Bug 1138390

Summary: Rename of a file from 2 clients racing and resulting in an error on both clients
Product: [Community] GlusterFS Reporter: Shyamsundar <srangana>
Component: distributeAssignee: Shyamsundar <srangana>
Status: CLOSED WONTFIX QA Contact:
Severity: unspecified Docs Contact:
Priority: unspecified    
Version: 3.6.0CC: gluster-bugs
Target Milestone: ---   
Target Release: ---   
Hardware: Unspecified   
OS: Unspecified   
Whiteboard:
Fixed In Version: Doc Type: Bug Fix
Doc Text:
Story Points: ---
Clone Of: 1123950 Environment:
Last Closed: 2014-09-19 14:11:23 UTC Type: Bug
Regression: --- Mount Type: ---
Documentation: --- CRM:
Verified Versions: Category: ---
oVirt Team: --- RHEL 7.3 requirements from Atomic Host:
Cloudforms Team: --- Target Upstream Version:
Embargoed:
Bug Depends On: 1123950, 1139999    
Bug Blocks:    

Description Shyamsundar 2014-09-04 17:18:29 UTC
+++ This bug was initially created as a clone of Bug #1123950 +++

Description of problem:
This problem is hit as a part of this test case, tests/bugs/bug-1117851.t about once every 100 files (based on the backend disk for the volume (i.e ram disk/ssd/others)).

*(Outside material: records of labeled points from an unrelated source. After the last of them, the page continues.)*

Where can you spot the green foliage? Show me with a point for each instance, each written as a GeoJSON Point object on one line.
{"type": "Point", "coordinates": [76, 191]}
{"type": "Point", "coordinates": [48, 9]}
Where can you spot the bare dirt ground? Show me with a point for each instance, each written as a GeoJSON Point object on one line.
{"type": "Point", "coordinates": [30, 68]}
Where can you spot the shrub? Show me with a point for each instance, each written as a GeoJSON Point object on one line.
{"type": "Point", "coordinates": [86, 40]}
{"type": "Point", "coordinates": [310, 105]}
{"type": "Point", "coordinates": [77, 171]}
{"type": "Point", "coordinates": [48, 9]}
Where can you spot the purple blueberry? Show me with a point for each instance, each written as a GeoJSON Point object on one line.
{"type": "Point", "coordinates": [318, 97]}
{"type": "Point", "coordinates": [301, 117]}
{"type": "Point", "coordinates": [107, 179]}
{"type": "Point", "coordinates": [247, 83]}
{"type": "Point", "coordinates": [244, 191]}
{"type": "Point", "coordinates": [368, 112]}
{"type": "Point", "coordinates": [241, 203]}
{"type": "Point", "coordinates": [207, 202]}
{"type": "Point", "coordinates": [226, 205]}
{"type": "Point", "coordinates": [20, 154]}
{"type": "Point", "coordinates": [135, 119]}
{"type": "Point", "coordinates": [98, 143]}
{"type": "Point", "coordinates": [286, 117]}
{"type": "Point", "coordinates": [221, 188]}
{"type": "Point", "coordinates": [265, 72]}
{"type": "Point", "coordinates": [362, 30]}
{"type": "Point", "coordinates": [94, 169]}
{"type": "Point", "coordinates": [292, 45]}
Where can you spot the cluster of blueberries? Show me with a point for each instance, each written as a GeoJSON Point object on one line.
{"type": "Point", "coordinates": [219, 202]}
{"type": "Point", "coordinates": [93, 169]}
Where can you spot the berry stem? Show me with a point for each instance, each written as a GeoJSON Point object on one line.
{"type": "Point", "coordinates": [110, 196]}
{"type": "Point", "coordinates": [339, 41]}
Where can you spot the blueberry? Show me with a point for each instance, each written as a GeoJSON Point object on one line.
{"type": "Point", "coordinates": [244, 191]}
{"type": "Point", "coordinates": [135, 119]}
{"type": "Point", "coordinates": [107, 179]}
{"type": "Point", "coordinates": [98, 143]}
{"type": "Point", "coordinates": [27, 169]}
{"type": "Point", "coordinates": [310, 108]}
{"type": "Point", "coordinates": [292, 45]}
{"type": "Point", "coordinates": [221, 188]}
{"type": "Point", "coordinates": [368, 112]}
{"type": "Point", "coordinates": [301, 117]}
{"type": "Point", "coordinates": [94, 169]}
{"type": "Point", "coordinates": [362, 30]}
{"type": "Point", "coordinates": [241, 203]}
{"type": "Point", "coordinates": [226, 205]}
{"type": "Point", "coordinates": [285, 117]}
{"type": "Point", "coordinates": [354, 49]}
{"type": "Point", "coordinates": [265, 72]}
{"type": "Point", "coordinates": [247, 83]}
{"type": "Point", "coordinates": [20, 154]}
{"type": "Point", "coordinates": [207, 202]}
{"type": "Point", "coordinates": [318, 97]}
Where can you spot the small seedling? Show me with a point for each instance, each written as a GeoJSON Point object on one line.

The issue being seen when hashed and cached subvols for a file are the same and it is being renamed to another file whose hased subvol is different.

The root cause of this issue is due to the fact that both clients race to create the link and linkto file in the above scenario, and the losing client goes ahead and deletes the linkto file in its cleanup, thereby the actual rename attempted by the winning client fails, ending up in both clients failing to rename the file.

Fixing the part of the client that fails to create the linkto file, to not delete the linkto file will not be sufficient, as the losing client could have won that race (as link and linkto are wound in parallel). Which is present in this review, http://review.gluster.org/#/c/8338/

The additional fix to handle this failure, is to make the wind's to create the link and the linkto sequential, so that whichever client wins the link race, can then go ahead with creating the linkto file and hence have a clear client proceeding and the other client getting the required errors.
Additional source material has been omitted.